Russell resisted being defined by his sport, considering fans’ cheers as hypocritical and ultimately destructive to his self-image. “I’ve tried to handle my ego the way I would any other part of my character: to acknowledge it but not let it control me or make me into something I don’t like,” he wrote. The man-against-himself theme, rare in sports, makes this book worthwhile.

 A little levity is especially valuable these days and there’s that aplenty in “GOLF DREAMS” by the aforementioned John Updike. Published in 1996, it contains 30 pieces on the sport by the late, world-class man of letters. Updike was a champion writer but a so-so golfer, an 18-handicapper (I once read). Indeed, he was living proof of the adage that one never will be good at any game one takes up as an adult.

 Like most duffers, Updike is both torn and fascinated by the fact that a gloriously perfect shot or two can transform any ordinary round, pulling the golfer back to the links despite abundant evidence that his time might be better spent elsewhere. “Golf is not a hobby… hobbies take place in the cellar and smell of airplane glue,” he writes. Rather, it’s a “trip” that can “so transforms one’s somatic sense” that it can “debunk the fabric of mundane reality.” 

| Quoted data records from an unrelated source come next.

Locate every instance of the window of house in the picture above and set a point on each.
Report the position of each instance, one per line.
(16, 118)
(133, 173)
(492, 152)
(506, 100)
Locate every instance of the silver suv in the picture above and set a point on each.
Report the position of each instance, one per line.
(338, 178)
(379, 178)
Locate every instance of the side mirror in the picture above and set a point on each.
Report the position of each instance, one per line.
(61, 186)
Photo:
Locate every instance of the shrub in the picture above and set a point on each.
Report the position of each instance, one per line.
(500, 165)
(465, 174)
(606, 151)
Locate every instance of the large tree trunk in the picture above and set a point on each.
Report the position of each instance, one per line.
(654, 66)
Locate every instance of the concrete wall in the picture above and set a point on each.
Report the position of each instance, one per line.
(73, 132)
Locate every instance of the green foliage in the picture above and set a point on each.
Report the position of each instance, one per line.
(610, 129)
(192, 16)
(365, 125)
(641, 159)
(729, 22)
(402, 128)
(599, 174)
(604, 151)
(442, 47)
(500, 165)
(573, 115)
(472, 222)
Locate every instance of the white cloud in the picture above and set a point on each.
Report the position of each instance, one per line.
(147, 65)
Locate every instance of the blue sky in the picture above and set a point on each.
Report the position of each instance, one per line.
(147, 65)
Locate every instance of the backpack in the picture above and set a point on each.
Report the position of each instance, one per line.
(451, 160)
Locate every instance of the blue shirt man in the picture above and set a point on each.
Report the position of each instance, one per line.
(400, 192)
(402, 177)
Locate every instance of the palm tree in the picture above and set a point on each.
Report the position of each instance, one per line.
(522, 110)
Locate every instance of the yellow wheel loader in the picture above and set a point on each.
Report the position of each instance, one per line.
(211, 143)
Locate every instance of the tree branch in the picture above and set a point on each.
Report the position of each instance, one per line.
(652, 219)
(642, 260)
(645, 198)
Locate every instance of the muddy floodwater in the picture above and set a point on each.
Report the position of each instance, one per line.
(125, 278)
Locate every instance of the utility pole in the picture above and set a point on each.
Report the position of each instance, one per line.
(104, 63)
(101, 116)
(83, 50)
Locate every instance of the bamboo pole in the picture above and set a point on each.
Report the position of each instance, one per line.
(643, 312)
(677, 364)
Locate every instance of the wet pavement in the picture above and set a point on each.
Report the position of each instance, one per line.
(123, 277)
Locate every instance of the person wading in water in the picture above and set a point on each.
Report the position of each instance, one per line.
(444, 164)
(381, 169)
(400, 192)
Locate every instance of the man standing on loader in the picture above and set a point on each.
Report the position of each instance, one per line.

A couple of pieces alone make the book worthwhile. “Drinking from a Cup Made Cinchy” mocks golf instruction by comparing tea-drinking mechanics with those of the golf swing. In “Farrell’s Caddy,” a fictional player follows the muttered advice of a boozy, taciturn Scottish bag-toter to leave his wife and back off from a business merger as well as transform his swing.  There’s a good trifecta if there ever was one.